Nos últimos anos, o mundo corporativo tem testemunhado um movimento cada vez mais intenso: o “achatamento” das hierarquias organizacionais. Empresas como Meta, Amazon e Citi, em busca de maior eficiência, têm eliminado cargos de gerência média, reduzindo camadas entre os líderes seniores e as equipes operacionais. O CEO da Meta, Mark Zuckerberg, resumiu bem essa tendência ao criticar o que chamou de “gestores gerenciando gestores, que gerenciam gestores, que gerenciam quem realmente faz o trabalho”. A promessa é clara: agilizar processos, cortar custos e melhorar a produtividade.
No entanto, à medida que as empresas celebram as economias financeiras e a agilidade operacional, emergem sérias preocupações sobre as consequências desse movimento. A perda de gerentes médios não é apenas uma questão de redução de custos; é uma transformação estrutural que afeta diretamente o funcionamento das organizações. Esses profissionais, muitas vezes vistos como intermediários dispensáveis, desempenham papéis fundamentais: eles motivam equipes, conectam diferentes departamentos e garantem que a visão estratégica dos líderes se traduza em resultados concretos.
Este artigo explora o fenômeno do achatamento das hierarquias corporativas, investigando suas origens históricas, as principais razões por trás desse movimento e as consequências – positivas e negativas – para as empresas e os profissionais. Além disso, discutiremos como o papel dos gerentes médios pode ser repensado e adaptado para garantir que, mesmo em tempos de mudança, eles continuem contribuindo de forma estratégica para o sucesso organizacional.
ENTENDENDO O MIDDLE MANAGER
A história da gerência média é marcada por uma evolução que reflete as transformações das organizações ao longo do tempo. Esse papel ganhou força durante a Revolução Industrial, quando as empresas cresceram em tamanho e complexidade, demandando uma estrutura que pudesse coordenar as operações entre os níveis estratégicos e operacionais.
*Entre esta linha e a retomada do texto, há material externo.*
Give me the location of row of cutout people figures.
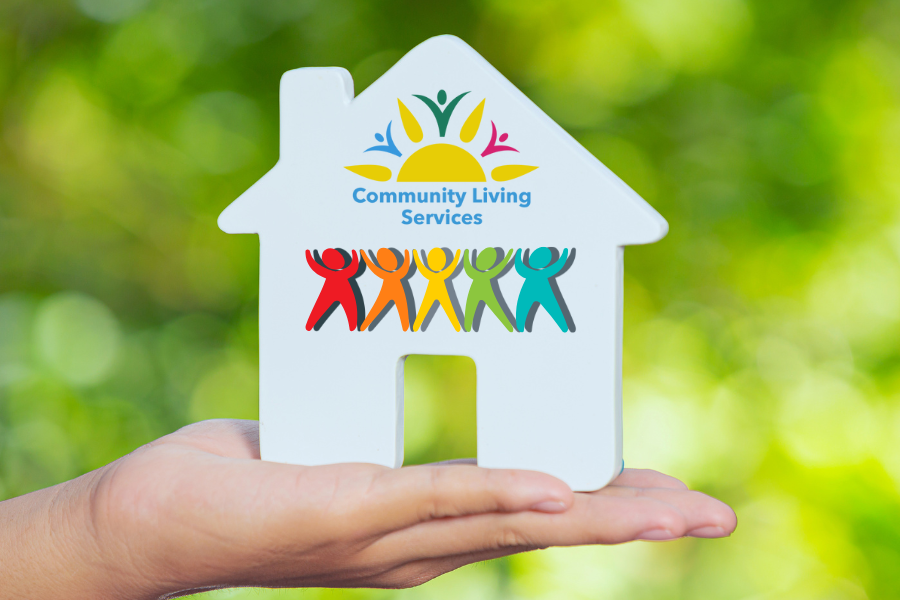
[306,247,575,332]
Os gerentes médios surgiram como o elo essencial para conectar a visão dos líderes seniores com a execução prática nos níveis inferiores. Com o passar das décadas, eles se consolidaram como peças-chave na engrenagem corporativa, assumindo funções como supervisão, comunicação entre departamentos e alinhamento das equipes às metas organizacionais.
No entanto, o ataque ao papel dos gerentes médios não é um fenômeno recente. Nos anos 1980, uma onda de globalização e o crescente foco em eficiência operacional desencadearam a primeira grande redução dessas posições. Inspiradas por ideias como as de Jack Welch, então CEO da General Electric, muitas empresas começaram a enxergar a gerência média como um custo dispensável. A justificativa era clara: reduzir camadas hierárquicas simplificaria a cadeia de comando, diminuiria custos e aceleraria processos. Durante esse período, muitas organizações eliminaram postos intermediários, cortando custos significativos e redistribuindo as responsabilidades para níveis superiores e inferiores. Entre 1986 e 1998, por exemplo, o número de gestores que reportavam diretamente aos líderes de divisão caiu em mais de 25%, enquanto os subordinados diretos de CEOs quase dobraram.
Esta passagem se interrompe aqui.